Increasing glucose concentration initially increased the maximum transmitted light power, PTmax, and shrank the diameter of the diffused light spot on the imaging screen (Figure 3d–h). Upon increasing the glucose concentration, 0 ≤ M ≤ 100 mM, the maximum transmitted light power PTmax and the diameter underwent a slower corresponding shift; the sensor response was saturated at high concentrations, below which the response was fairly linear with percentage sensitivity of S ∼ 2.5% mM–1 (or ∼11 μW mM–1) calculated using the slope of the P–M curve, given by S = ΔP/ΔM, where ΔP and ΔM are the change in the transmitted optical power and change in glucose concentration, respectively. The sensitivity of our diffuser-based sensor is around 18 times higher than the recently reported work; for the glucose concentration range of 0–100 mM, the diffuser sensor showed the change of 128% in the transmitted power compared to the 7% attenuation of the transmitted light in ref (35). The decrease in sensitivity and saturation at higher glucose concentrations was due to the decrease in the available boronate binding sites and decreasing elasticity of the hydrogel matrix that competed against the volumetric swelling process. However, this nonlinear behavior could be fit very accurately with an exponential trend with a correlation coefficient of R2 = 0.99 and exponential coefficient of ∼32.08 mM–1. The visual shift of the diffused spectra was also very clear, which could be seen by the naked eye (Figure 3h). For diabetic patients, the required readout rate of the sensor for the shift of glucose concentration from 8 to 15 mM is 0.078 mM·min–1.35 According to swelling kinetics of the sensor when it is immersed in glucose concentration of 10 mM, the sensor provides a readout rate of 0.14 mM per min which is higher than the required speed. The blood contains fructose and lactate; both complex with PBA under physiological conditions.33,34 However, the glucose concentrations in blood for healthy (3.9–6.9 mM) and diabetic (7.2–10 mM) people are much larger than fructose concentrations (0.008 ± 0.001 and 0.012 ± 0.0036 mM) as well as the lactate (0.36–0.75 mM) in both conditions, respectively.35,36 Previous studies reported a minimal interference from fructose of 0.5% and 3.5% for lactate for the glucose sensor that is prepared from same ingredients; PBA derivative and polymer matrix.37
Glucose concentration within the range of 0 ≤ M ≤ 100 mM was also measured using broadband white light. Photographs of the diffused spots on a screen 40 cm away from the sensors were captured for visual detection.

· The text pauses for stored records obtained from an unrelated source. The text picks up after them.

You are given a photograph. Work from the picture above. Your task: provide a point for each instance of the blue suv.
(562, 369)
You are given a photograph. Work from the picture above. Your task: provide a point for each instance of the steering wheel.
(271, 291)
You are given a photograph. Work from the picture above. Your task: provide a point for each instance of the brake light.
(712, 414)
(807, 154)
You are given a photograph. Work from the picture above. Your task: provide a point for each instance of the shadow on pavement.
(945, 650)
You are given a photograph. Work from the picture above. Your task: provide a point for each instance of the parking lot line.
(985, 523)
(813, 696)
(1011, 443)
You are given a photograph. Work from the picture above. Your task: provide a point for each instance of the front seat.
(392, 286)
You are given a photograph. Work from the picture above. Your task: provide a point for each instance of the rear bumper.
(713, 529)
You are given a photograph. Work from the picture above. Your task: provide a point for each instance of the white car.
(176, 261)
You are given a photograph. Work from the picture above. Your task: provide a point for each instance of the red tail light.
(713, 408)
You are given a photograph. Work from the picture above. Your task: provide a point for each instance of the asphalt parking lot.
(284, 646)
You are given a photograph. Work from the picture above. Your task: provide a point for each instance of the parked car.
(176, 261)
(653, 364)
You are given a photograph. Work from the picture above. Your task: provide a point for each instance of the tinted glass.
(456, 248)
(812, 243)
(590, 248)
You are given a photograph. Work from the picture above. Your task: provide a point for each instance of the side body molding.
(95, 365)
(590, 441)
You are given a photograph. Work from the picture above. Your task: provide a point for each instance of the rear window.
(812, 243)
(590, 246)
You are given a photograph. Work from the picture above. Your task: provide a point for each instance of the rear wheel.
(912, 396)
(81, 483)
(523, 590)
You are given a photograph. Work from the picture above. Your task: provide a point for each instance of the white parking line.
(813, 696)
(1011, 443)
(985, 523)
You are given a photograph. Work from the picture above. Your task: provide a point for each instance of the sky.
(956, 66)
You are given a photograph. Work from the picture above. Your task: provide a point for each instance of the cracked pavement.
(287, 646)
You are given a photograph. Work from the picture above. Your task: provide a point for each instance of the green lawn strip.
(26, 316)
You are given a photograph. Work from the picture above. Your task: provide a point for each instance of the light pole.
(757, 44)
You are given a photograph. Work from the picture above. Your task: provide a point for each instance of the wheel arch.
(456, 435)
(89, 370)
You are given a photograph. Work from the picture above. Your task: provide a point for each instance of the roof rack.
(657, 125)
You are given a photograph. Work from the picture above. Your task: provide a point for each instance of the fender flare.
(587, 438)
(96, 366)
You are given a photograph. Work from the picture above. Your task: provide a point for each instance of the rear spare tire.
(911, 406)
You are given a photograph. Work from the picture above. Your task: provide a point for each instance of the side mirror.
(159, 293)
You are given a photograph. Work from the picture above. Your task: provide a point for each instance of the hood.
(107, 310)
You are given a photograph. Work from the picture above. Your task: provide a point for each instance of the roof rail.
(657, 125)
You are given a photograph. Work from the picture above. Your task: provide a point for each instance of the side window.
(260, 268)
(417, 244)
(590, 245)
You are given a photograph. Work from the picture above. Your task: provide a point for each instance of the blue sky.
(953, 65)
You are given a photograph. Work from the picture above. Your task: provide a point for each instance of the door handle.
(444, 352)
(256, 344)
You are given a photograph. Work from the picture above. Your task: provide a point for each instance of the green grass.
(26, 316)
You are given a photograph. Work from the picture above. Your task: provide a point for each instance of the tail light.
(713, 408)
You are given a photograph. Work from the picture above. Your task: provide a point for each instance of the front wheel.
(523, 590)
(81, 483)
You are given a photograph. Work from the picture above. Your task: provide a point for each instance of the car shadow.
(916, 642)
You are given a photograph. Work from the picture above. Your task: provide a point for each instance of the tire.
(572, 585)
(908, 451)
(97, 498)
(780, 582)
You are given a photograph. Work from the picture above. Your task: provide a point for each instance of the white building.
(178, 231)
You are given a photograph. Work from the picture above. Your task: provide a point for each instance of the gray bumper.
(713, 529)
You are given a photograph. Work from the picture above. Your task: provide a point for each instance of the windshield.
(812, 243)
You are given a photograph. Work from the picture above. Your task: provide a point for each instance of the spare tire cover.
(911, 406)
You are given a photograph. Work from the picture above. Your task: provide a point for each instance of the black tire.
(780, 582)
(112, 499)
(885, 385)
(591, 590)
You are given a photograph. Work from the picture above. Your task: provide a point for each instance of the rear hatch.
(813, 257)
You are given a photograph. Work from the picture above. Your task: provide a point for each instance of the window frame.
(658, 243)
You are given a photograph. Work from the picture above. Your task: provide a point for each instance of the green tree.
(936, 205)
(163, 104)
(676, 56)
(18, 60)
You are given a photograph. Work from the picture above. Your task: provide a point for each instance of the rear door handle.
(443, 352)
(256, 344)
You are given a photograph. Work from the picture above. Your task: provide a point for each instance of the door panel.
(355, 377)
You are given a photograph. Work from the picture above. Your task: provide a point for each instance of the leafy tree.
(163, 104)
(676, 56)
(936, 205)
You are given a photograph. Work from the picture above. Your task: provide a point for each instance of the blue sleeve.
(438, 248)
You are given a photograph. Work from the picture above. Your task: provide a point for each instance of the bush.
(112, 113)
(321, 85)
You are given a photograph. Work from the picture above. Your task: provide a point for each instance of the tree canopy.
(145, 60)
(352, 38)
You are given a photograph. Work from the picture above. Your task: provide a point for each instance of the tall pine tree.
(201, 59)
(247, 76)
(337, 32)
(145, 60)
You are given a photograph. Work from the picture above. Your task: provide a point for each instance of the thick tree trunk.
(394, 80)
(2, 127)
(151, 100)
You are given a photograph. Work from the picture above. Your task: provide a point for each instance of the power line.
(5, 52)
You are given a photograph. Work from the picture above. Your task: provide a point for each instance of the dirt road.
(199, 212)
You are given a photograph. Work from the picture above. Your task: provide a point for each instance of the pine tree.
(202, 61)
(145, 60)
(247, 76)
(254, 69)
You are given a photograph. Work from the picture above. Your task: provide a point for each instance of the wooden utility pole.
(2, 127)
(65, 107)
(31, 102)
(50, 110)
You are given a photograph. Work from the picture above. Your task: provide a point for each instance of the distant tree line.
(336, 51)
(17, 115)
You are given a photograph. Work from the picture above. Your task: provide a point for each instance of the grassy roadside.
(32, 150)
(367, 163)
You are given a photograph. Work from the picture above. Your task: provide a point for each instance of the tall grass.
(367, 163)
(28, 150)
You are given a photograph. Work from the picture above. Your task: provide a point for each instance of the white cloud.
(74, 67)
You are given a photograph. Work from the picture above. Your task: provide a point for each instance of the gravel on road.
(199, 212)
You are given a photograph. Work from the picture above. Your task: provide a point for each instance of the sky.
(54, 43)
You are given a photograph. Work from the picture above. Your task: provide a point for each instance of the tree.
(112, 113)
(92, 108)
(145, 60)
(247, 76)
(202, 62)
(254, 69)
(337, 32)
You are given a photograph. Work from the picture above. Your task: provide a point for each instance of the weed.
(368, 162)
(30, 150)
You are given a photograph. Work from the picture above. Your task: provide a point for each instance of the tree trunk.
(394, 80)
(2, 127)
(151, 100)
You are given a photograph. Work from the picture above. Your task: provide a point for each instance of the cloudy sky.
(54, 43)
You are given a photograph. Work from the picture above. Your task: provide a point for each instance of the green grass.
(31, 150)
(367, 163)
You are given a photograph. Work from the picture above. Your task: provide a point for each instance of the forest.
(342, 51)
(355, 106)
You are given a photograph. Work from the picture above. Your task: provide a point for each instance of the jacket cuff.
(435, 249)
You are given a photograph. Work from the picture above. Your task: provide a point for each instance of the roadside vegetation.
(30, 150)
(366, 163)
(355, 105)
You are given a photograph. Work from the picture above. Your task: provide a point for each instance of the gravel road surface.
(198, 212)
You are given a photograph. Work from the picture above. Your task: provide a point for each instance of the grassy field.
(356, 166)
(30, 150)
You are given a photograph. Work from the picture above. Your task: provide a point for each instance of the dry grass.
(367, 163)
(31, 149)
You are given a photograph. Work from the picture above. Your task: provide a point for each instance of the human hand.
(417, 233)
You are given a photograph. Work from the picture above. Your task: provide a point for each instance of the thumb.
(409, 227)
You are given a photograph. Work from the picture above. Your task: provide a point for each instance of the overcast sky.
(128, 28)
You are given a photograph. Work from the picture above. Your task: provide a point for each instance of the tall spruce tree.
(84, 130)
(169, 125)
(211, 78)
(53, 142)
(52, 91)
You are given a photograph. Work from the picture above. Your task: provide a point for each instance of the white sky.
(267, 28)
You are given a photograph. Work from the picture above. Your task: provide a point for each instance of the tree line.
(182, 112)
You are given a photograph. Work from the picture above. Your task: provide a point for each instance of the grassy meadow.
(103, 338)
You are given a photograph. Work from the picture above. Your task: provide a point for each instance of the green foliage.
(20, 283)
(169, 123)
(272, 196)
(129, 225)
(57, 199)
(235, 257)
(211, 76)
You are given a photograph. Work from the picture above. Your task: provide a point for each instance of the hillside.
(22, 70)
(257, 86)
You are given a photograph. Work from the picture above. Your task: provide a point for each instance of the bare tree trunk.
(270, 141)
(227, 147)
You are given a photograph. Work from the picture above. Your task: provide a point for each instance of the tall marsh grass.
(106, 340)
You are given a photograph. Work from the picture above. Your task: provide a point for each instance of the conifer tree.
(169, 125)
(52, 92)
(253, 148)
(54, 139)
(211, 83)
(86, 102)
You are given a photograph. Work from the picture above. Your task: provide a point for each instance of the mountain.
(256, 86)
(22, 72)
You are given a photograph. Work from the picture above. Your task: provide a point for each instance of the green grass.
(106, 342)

The divergence angle of the diffused light was consistent with the previous experiments carried out using the monochromatic light (Figure 4). An increase in the glucose concentration decreased the divergence angle and increased the power of the transmitted beam. The sensor response was linear for glucose concentrations within 0 ≤ M ≤ 50 mM, and the sensor’s sensitivity in this range was 11.6 μW·mM–1. Parts f–h of Figure 4 show the transmitted light spectra of the glucose sensor. The sensor does not alter the spectral profile of the white light over the entire visible range. This means that the glucose detection can be performed reliably using any selective wavelength or the range of the wavelength due to the monotonic positive shift in the optical transmission against various glucose concentration. The diffuser-based sensor was able to quantify glucose within a wider detection range as compared to its other counterparts based on the visual detection scheme (1D and 3D PBG sensors).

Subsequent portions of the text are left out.